I think Benny Lava is right. I sense a reluctance to come right out and say the government should let the economy tank and people go jobless until the market corrects itself. But that as far as I can tell is the position of the extreme free marketeers. I think that’s what he means when he says things like, “Let prices work,” and “If you don’t steer it, it won’t go berserk.” I don’t imagine sophisticated Hayekians would defend that last statement as it would leave them open to ridicule when (inevitably) an unregulated system did go berserk. What the Hayekians seem to be saying is that markets can suck but government regulation and spending can only make matters worse, so however painful it might be to leave markets alone, that’s what we had better do.
I added the link.
Re Dylan’s comment:
> I think Benny Lava is right. I sense a reluctance to come right out and say the government should let the economy tank and people go jobless until the market corrects itself.

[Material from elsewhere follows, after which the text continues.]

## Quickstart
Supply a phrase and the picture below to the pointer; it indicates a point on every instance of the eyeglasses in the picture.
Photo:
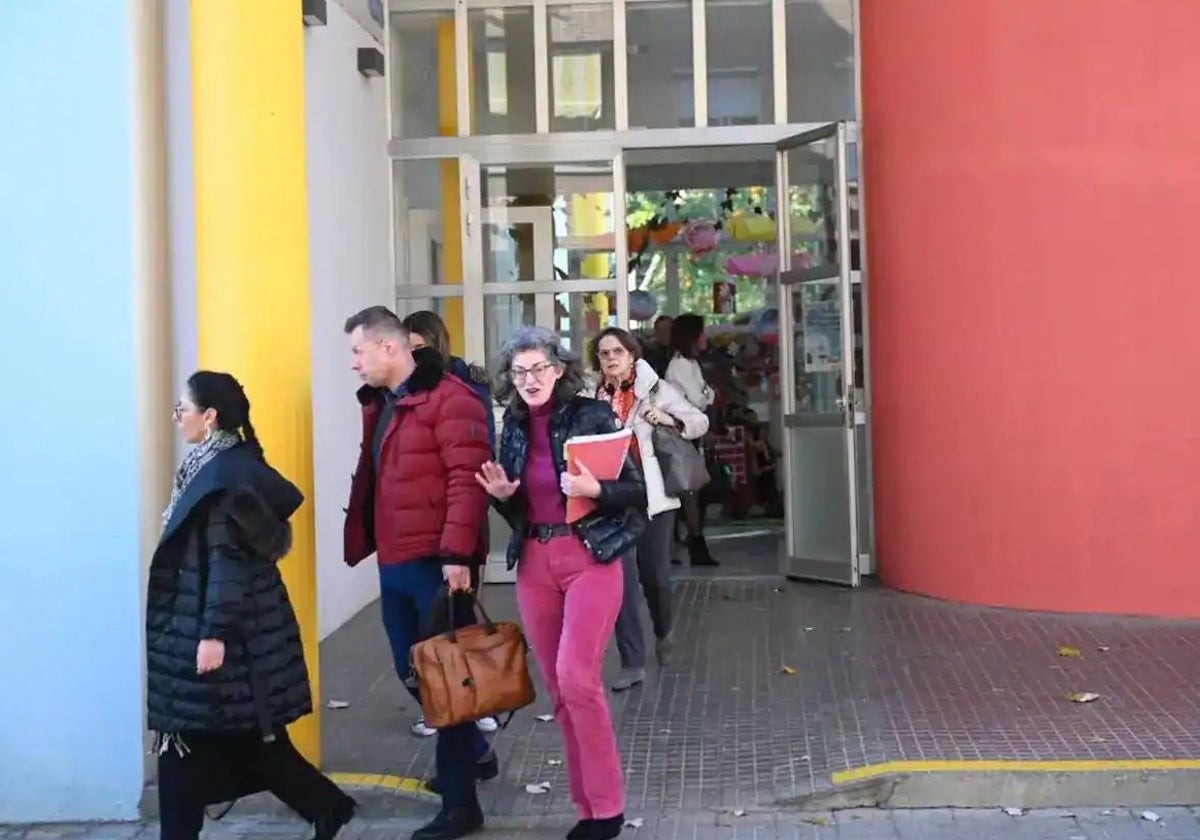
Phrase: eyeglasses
(538, 372)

It’s not that people need to go jobless and just wait around until the market “corrects itself,” but rather that the act of people leaving their previous, unproductive jobs to find work that actually turns a profit IS the corrective process of the market. A person can’t go to do something productive with his time without first ceasing to spend his time on whatever he was doing before.
That said, the longer market players are encouraged to move in the wrong directions, the more impoverished they become as a whole, limiting the amount of resources available for re-launching themselves in the right directions; so it’s important to correct course as soon as possible.
> …“If you don’t steer it, it won’t go berserk.†I don’t imagine sophisticated Hayekians would defend that last statement as it would leave them open to ridicule when (inevitably) an unregulated system did go berserk.
It’s certainly possible for people to make big mistakes in the marketplace (remember, these are human beings we’re talking about), but what you wouldn’t see in a free market is the kind of system-wide errors that you do under a system of governmental regulation. We can tell that these kinds of errors are caused by the government because of the highly unlikely probability that every economic actor would make the same error at the same time by pure coincidence.
> What the Hayekians seem to be saying is that markets can suck but government regulation and spending can only make matters worse, so however painful it might be to leave markets alone, that’s what we had better do.
Yes! Remember, markets are just groups of human beings. Each individual human makes mistakes and thus so do humans working in cooperation, but given the freedom to attempt to correct our mistakes, little by little we all have the power to become better.
Which side of this argument predicted the housing crash, and which side was surprised by it?
the act of people leaving their previous, unproductive jobs to find work that actually turns a profit IS the corrective process of the market. A person can’t go to do something productive with his time without first ceasing to spend his time on whatever he was doing before.
Trouble is, until the agent retrains to a new specialty, the agent is not profiting, nor their family. They may have to move to find work, breaking social ties and job-seeking networks, and who’s buying non-foreclosed houses these days?!?!? And what if - gasp like these days - all kinds of agents are competing for the same few jobs after retraining because corporations aren’t hiring?
Seems like market failure to me. The market that is made by people is failing to serve people. Sounds like a bad system that needs changing. If I knew what that was, I would be in DC or at the UN, surely…
I thought I was the only person who preferred part 1.